Cubrí sus manos con las mías. “Supongo que puedo intentarlo”.

Esa noche bailamos a la luz de la luna, nuestros pasos lentos y torpes a causa de la rodilla de Scott. Él me tenía firmemente entre sus brazos. El olor aromático de su colonia me llenaba la nariz y me mareaba con esperanza.

Mi nueva mejor amiga, Penelope, me arrinconó en el baño. “Jamás he visto a Scott tan feliz. Tú le haces bien”.

Me sonreí. Yo, ¿haciéndole bien a otra persona? ¿Yo? ¿La Juana Calamidad de Long Island? ¿Cómo era eso posible?

Ignoré las miradas que la hurona nos echó cuando salimos temprano de la fiesta. Abrimos las puertas de cristal corredizas e hicimos el amor en el patio bajo la luna pálida. Cuando él me tocó, suavemente, por todo el cuerpo, no me encogí de miedo. Y cuando llegamos juntos, sus ojos nunca dejando los míos, las lágrimas que me caían por las mejillas eran lágrimas de alegría.

Esta era mi vida ahora. Mi segunda oportunidad. Un nuevo comienzo.

Pero claro, tenía que haber sabido que esto no duraría.

Al otro día, a las seis de la mañana, sonó el teléfono.

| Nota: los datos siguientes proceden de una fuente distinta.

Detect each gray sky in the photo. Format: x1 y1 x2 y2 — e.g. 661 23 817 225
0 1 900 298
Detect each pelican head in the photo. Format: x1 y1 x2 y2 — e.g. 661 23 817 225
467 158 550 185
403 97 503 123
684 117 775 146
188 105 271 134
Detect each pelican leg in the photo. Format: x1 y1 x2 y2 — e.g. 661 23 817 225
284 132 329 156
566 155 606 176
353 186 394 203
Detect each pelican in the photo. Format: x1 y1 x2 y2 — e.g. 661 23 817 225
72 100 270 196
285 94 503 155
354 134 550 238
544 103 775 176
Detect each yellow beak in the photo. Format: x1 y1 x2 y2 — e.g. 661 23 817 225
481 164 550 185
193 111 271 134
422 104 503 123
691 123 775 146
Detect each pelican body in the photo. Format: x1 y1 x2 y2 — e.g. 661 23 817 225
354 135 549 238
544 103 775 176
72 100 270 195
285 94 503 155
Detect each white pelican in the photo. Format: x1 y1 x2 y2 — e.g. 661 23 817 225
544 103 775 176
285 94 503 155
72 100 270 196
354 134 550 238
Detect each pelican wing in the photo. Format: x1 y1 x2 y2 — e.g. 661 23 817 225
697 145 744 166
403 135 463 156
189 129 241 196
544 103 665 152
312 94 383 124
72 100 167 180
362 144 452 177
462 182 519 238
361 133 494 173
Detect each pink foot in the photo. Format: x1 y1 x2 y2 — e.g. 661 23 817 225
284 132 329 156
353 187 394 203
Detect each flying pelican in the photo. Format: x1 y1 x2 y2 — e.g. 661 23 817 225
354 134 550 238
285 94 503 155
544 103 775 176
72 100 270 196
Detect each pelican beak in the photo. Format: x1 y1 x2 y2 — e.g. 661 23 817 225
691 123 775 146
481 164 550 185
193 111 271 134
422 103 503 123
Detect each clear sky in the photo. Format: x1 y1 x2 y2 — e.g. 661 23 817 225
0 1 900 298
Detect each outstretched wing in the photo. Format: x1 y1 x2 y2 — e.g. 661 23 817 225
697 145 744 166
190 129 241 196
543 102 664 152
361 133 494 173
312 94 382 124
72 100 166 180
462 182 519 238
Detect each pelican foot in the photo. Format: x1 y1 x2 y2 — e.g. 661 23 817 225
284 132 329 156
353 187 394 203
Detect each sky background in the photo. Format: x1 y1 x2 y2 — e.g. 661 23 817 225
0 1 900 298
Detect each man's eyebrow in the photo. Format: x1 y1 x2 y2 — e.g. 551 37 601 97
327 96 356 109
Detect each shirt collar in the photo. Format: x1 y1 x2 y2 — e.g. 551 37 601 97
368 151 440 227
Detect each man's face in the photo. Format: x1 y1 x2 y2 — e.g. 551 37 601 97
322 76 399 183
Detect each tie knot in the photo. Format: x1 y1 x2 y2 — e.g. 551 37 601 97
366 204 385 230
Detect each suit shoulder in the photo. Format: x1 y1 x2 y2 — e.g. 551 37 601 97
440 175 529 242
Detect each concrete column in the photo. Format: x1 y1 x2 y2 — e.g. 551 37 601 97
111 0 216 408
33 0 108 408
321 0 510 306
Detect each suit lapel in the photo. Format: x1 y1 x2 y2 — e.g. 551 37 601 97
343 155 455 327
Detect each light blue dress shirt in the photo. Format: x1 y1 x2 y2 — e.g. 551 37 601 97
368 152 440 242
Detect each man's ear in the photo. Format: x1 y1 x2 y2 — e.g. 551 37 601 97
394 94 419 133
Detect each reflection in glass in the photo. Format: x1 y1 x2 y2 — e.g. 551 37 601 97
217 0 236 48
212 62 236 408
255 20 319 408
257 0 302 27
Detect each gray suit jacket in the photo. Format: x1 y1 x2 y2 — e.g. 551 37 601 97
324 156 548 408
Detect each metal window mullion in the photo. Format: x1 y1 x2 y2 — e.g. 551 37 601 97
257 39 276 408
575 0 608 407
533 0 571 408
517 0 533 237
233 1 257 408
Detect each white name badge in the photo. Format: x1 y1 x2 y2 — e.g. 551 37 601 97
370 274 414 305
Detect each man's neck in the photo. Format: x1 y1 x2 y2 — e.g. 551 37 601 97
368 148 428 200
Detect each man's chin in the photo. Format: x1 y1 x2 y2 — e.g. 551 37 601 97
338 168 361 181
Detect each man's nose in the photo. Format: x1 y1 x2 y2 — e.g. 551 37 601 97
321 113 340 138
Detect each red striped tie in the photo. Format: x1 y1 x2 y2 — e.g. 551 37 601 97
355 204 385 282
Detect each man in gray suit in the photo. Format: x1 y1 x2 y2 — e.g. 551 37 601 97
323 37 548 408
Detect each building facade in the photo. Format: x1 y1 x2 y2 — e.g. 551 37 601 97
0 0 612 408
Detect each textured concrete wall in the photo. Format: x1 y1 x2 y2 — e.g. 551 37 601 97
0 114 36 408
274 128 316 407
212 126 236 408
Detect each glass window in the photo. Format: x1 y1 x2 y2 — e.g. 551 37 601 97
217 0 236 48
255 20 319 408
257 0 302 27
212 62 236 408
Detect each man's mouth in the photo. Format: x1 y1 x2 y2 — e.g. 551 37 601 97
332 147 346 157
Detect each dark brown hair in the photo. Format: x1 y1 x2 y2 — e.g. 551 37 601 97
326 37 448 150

Tuve que desenredarme de los brazos de Scott para alcanzarlo.

Con la voz ronca de sueño, balbuceé, “¿Sí?”

“Maura, ¿Por qué no me has llamado?”

Suspiré. “Hola, Marybeth. ¿Cómo estás?”

Su chillido arrasó con el teléfono. “¿Qué cómo estoy? Frenética”.

“¿Qué hay más de nuevo?” Scott, aún dormido, dio la vuelta en la cama.

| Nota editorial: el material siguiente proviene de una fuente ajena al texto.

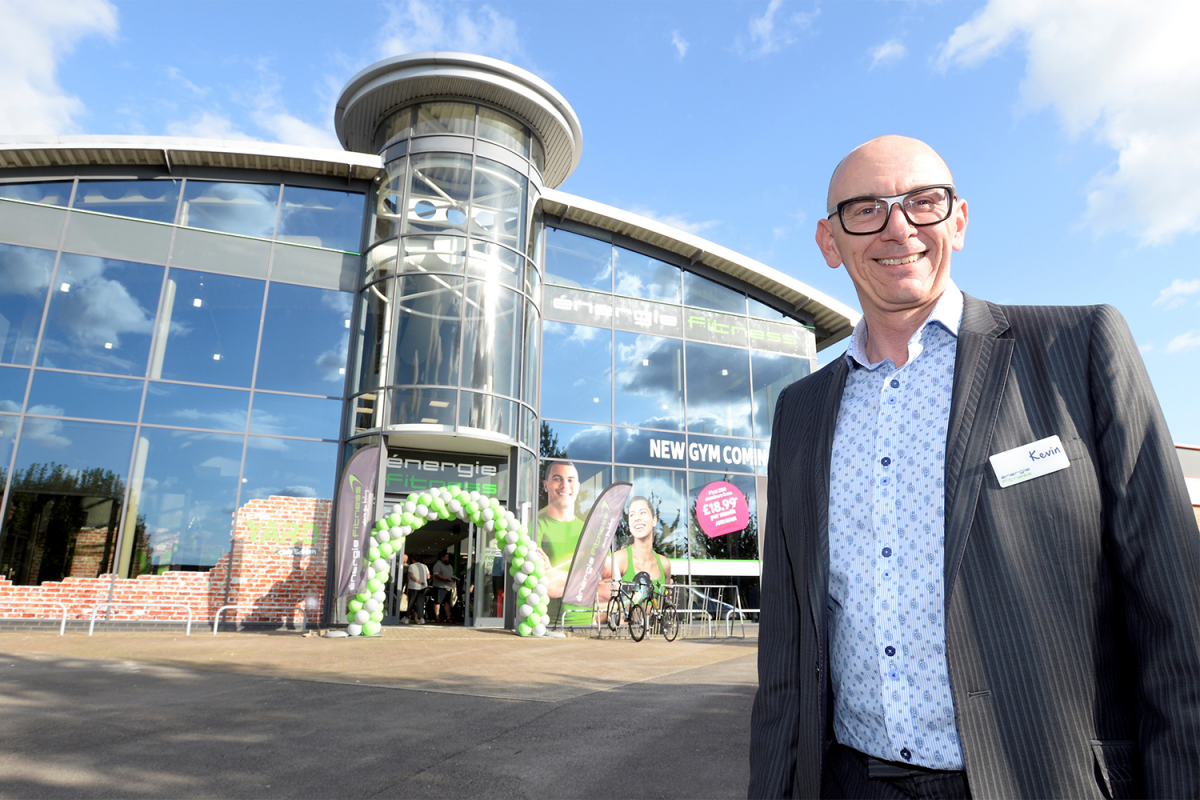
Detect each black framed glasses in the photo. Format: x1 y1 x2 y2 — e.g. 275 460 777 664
829 184 958 236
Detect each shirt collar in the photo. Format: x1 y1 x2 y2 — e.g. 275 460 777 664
846 281 962 369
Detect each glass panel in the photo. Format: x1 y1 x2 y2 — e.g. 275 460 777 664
0 242 54 363
62 213 174 264
460 281 524 397
254 282 354 397
404 152 470 234
71 180 180 222
613 331 683 431
470 158 528 251
613 467 688 561
0 417 134 585
612 247 679 303
391 389 458 428
529 136 546 175
371 158 408 242
0 199 67 249
119 428 244 578
170 230 271 278
467 239 526 291
37 253 163 377
150 269 264 386
179 180 280 239
250 392 342 439
354 281 394 391
142 381 250 433
541 323 612 425
685 342 751 437
346 395 376 437
458 392 520 439
479 107 529 158
376 108 413 152
683 272 746 314
389 273 463 386
750 351 811 439
275 186 362 253
271 243 352 291
546 228 612 291
0 367 29 412
540 420 612 461
401 236 463 275
27 369 144 422
0 181 73 205
688 473 758 559
413 103 475 136
241 438 337 506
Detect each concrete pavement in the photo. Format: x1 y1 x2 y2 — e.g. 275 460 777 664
0 626 756 800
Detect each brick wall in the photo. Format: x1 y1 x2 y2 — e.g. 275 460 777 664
0 497 332 624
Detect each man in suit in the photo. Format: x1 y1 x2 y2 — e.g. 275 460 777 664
749 137 1200 800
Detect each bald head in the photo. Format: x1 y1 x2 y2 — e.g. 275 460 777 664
826 136 954 213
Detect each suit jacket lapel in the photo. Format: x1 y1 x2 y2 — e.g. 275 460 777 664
944 294 1014 610
794 356 850 650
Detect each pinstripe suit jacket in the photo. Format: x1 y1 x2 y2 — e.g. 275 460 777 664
749 296 1200 800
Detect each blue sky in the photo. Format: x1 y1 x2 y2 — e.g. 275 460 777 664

No sé por qué me molesto por ti. De verdad que no sé. No que estoy segura que ni te importa, pero tu madre se está muriendo”.

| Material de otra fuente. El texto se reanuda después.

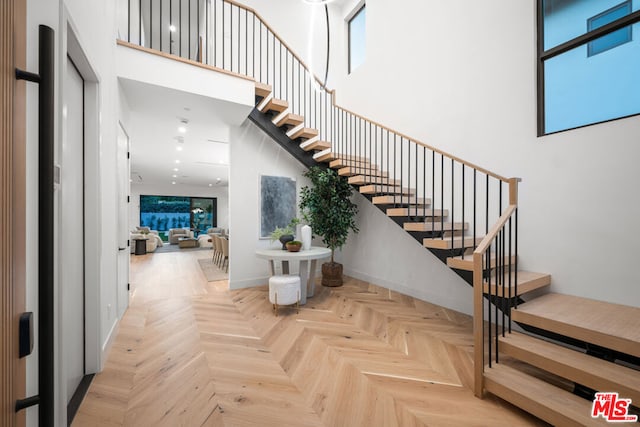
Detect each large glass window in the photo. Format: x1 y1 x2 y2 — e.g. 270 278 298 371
349 5 366 73
538 0 640 134
140 195 217 240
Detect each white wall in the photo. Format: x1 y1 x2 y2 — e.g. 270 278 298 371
340 194 473 313
129 183 229 229
336 0 640 306
229 120 308 289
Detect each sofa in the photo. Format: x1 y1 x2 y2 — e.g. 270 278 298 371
169 228 193 245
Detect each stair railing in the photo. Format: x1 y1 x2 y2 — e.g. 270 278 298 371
119 0 517 398
473 178 520 397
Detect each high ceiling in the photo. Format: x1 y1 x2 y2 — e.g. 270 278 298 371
120 79 244 187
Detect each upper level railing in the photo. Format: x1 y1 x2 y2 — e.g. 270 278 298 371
120 0 518 396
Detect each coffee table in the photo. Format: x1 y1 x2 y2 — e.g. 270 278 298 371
178 237 198 249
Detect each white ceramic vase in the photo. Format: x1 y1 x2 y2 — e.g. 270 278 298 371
300 225 311 251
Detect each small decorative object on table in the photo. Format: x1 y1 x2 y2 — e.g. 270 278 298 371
269 218 300 251
300 225 311 251
286 240 302 252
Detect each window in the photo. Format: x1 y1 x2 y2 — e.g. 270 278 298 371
587 1 631 56
140 195 218 240
349 5 366 74
538 0 640 135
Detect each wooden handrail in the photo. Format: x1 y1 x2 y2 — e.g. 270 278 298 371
223 0 510 182
117 0 519 182
116 39 256 82
473 201 519 397
473 205 518 255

“Sí, Marybeth, yo sé. Es lo que he estado tratando de decirles a todos.”

Su voz se ponía progresivamente más chillona. “No muriéndose en un punto en el futuro. ¡Muriéndose ahora! Los doctores no le dan mucho tiempo y ella ha estado preguntando por ti”.

“Qué novedad”.

Oí  a través del teléfono la inhalación aguda de aire que Marybeth hizo. Entonces dijo, en una voz más calmada, “No estamos ahora para tus quejas insignificantes. Maura, Mamá se está muriendo y está preguntando por ti. Le prometí a Eileen y a los muchachos que yo te encontraría y te daría el mensaje. He cumplido con mi tarea. Lo que hagas con la información es asunto tuyo.

Scott—el delicioso, sexy, y desnudo Scott—volvió a dar la vuelta y la frazada se deslizó y dejó expuesto lo que yo me había perdido por hacer el papel de la hija diligente. Suspiré. “¿En qué hospital?”

“West Suffolk Memorial.”

Miré el reloj. “Está bien. Me voy ahora”.